The Goal Of Your Marriage

Is there a reason you are thinking about getting married?

When you think of getting married, what do you want in a wedding ceremony?

I dont mean to preach, but did you know the book of Genesis reveals a really great view of the first wedding ceremony and marriage.

From the very beginning of humanity, people have special. Unlike the animals, we are self aware. We talk. We make things. We are creative. We have the ability to share life-long relationships.

Loneliness is a blight on our existence. It causes us to be unproductive. It leaves us with an emptiness inside. When we are gone, it leaves nothing behind. The fact is we need relationship. A man and a woman united in love are great treasures to each other.

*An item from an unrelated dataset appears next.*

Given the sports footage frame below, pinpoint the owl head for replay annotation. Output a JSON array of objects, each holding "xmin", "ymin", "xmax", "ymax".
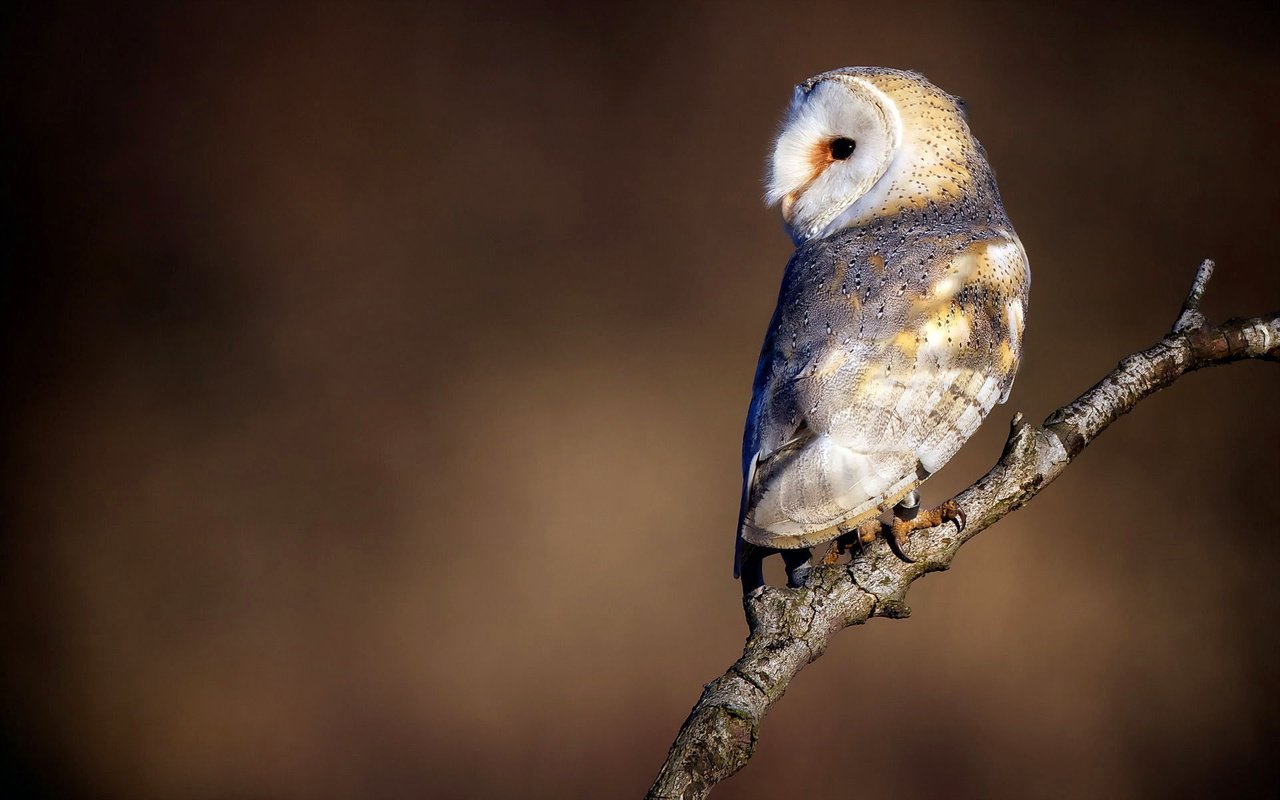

When you think of your intended, what do you feel? Do you feel amazement, wonder, and awe? You should. When a man and a woman become husband and wife, they should feel a deep sense of wonder and appreciation for their partner.

God places within Man a powerful desire for Woman. When Gods design is followed, this connection becomes like a little taste of heaven.

The final verses of Genesis 2 state that this new couple should leave father and mother and hold on to each other. Gods design is to prevent intrusion by outsiders (friends, neighbors, relatives). God gives responsibilities for family. Couples must take full opportunity to meet those responsibilities without interference. Couples need quality sharing time to build quality relationships. God gives more clues to this design in Ephesians chapter 5. As dearly loved children of God we are called to imitate God. We need to think like God, love like God, give like God, serve like God, care like God, and live like God.

The Bible is like a great how to manual or instruction guide. Some of us tend to just start sticking things together, but when things dont fit, we take out the directions. If you want a strong vibrant marriage, check the instruction book first. It says, Give to one another. Love is giving, so make giving your priority instead of getting.

When you stand before the minister at your wedding, you probably have not thought about the problems you will face in marriage. Within weeks you will, however, discover little irritants, flaws, and disappointments. If you allow them to fester, they can destroy. So, as you plan your wedding ceremony, consider what you are pledging and afterward do it. If you promise to live, do it. If you promise to honor, do it. Focus on your contribution to the marriage and set aside your expectations. In your giving, you will find true satisfaction.

A wedding ceremony is not a graduation. A wedding certificate is not a diploma. A wedding ceremony is a celebration of love and family. It is a moment of commitment. It is a time to set the rules for your marriage.

As a wife, your mission is to love, honor, and respect your husband. He needs these in order to feel loved. When you commit yourself to making your husband feel like a king, you invest in your marriage. As a husband, your job is to provide for, protect, and comfort your wife.

However, a husband who fails to earn the respect of his wife makes it very hard for her to love him. A husband must work hard to care for his wife, and doing so will make it easier and easier for her to love him.

Here is a quick way to kill a marriage. Be lazy, neglect, be harsh, nag, gripe, complain, argue, demean, and disrespect your partner. Think of these as nails you use to drive into the casket of your marriage. Here is a quick way to save your marriage. Provide for, Love, honor, and respect you partner.

Why are you getting married? It should be to give yourself and your life to your partner. Keep in mind that anything taken by force or demand, forfeits its status as a gift or expression of love. To build a strong marriage you must resist selfishness and focus on giving to your partner.